A descoberta oferece uma visão inédita sobre o processo de crescimento planetário — quando o corpo celeste ainda acumula gás e poeira e abre caminho em meio ao disco que o cerca.
WISPIT-2b: “planeta bebê” é maior que Júpiter
Com apenas 5 milhões de anos, WISPIT-2b é considerado um verdadeiro “bebê cósmico” se comparado à idade do nosso Sistema Solar, que tem 4,6 bilhões de anos.

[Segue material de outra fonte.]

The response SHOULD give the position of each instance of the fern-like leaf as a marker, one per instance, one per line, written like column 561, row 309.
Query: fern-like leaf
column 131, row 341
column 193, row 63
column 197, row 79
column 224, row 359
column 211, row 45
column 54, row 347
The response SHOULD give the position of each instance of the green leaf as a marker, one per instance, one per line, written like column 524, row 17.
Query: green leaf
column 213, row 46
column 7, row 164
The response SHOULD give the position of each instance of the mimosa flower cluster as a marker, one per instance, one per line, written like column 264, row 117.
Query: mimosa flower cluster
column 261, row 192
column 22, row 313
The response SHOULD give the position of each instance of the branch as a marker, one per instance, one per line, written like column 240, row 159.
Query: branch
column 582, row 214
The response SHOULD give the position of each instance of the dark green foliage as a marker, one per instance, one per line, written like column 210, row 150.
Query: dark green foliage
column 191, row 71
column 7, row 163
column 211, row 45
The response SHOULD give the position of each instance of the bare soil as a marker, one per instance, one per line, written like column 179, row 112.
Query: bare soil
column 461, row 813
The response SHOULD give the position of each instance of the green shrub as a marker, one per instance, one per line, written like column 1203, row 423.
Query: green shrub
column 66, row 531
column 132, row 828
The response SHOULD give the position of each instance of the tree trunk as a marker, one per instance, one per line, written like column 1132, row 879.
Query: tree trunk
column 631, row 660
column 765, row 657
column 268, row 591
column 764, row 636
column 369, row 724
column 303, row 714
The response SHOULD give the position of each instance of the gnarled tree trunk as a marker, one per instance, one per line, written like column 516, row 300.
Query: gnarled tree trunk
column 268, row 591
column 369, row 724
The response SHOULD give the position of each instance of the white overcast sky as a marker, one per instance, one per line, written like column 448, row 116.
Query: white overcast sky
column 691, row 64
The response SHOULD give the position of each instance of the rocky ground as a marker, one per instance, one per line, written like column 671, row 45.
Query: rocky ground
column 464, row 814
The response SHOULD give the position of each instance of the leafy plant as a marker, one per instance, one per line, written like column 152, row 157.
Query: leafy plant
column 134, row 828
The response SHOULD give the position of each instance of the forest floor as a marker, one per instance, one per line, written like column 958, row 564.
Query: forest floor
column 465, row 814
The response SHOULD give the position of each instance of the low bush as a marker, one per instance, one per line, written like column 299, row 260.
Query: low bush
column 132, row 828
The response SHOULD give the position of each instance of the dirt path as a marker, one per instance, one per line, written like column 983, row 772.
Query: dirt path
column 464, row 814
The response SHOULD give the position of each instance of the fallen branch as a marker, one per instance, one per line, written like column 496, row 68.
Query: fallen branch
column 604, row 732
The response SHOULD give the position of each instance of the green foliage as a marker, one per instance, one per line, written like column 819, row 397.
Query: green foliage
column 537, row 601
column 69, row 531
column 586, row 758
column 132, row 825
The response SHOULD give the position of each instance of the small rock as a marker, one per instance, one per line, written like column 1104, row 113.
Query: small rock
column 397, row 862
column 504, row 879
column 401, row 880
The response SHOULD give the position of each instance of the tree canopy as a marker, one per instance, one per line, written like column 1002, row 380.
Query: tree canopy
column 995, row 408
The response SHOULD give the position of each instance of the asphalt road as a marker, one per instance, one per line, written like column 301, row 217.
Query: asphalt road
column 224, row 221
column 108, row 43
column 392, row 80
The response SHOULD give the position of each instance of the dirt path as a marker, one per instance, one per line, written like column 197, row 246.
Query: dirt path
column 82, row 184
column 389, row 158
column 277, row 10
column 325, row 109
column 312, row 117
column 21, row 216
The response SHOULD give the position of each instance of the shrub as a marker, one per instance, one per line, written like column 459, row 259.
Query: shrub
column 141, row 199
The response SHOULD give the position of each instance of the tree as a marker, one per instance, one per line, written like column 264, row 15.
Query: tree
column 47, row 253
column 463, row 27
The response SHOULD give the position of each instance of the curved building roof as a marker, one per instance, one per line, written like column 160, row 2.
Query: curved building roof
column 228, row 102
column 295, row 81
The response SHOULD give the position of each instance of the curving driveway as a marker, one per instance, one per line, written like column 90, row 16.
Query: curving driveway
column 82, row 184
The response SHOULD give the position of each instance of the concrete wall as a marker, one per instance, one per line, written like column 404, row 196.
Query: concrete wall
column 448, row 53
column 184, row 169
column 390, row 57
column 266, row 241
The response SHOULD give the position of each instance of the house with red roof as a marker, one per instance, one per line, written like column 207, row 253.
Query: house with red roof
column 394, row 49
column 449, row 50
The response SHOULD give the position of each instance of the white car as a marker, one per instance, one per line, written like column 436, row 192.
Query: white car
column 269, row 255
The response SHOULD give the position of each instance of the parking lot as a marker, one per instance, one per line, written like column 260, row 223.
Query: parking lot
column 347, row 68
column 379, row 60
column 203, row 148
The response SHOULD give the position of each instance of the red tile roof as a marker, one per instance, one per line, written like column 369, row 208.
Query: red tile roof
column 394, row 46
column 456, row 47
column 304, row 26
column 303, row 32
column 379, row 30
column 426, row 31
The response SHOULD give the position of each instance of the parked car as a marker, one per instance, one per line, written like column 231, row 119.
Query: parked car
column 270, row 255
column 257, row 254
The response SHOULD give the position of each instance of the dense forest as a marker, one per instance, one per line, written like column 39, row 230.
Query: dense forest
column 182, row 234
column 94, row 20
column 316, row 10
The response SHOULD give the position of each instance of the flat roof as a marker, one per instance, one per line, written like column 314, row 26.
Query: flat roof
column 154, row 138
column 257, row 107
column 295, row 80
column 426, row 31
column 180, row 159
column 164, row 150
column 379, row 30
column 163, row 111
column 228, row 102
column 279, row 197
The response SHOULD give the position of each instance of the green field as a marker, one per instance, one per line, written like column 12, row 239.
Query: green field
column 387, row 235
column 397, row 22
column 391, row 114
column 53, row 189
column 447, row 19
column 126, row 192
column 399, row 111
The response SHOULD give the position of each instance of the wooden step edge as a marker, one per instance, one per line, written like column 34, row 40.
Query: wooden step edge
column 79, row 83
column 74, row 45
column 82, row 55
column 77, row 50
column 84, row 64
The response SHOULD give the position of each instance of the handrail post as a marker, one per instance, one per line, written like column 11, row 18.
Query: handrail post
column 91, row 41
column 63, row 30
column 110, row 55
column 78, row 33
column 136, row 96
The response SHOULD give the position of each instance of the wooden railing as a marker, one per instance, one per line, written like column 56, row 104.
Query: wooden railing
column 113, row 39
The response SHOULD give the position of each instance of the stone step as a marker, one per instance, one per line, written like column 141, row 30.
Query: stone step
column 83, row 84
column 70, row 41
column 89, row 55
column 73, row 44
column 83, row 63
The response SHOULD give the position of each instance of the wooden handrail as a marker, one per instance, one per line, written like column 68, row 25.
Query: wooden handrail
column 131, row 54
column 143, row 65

Mesmo tão jovem, o planeta já apresenta proporções impressionantes: sua massa é cerca de cinco vezes maior que a de Júpiter.
Ele está localizado a cerca de 57 unidades astronômicas (UA) de sua estrela e leva aproximadamente 414 anos para completar uma volta completa em sua órbita.
O planeta foi detectado dentro de um disco de gás e poeira, o que permitiu aos cientistas observar, pela primeira vez, um planeta “devorando” o material ao seu redor — evidência direta de seu crescimento.
A descoberta só foi possível graças à combinação de observações feitas por grandes telescópios internacionais, como o Very Large Telescope (VLT), no Chile, e o Grande Telescópio Binocular, nos Estados Unidos.
A observação utilizou luz infravermelha e H-alfa, emitida quando o hidrogênio cai sobre o planeta em formação. Os resultados, publicados na revista The Astrophysical Journal Letters, revelam que WISPIT-2b funciona como uma janela para o passado, mostrando aos cientistas como mundos gigantes — e talvez até a própria Terra — nasceram há bilhões de anos.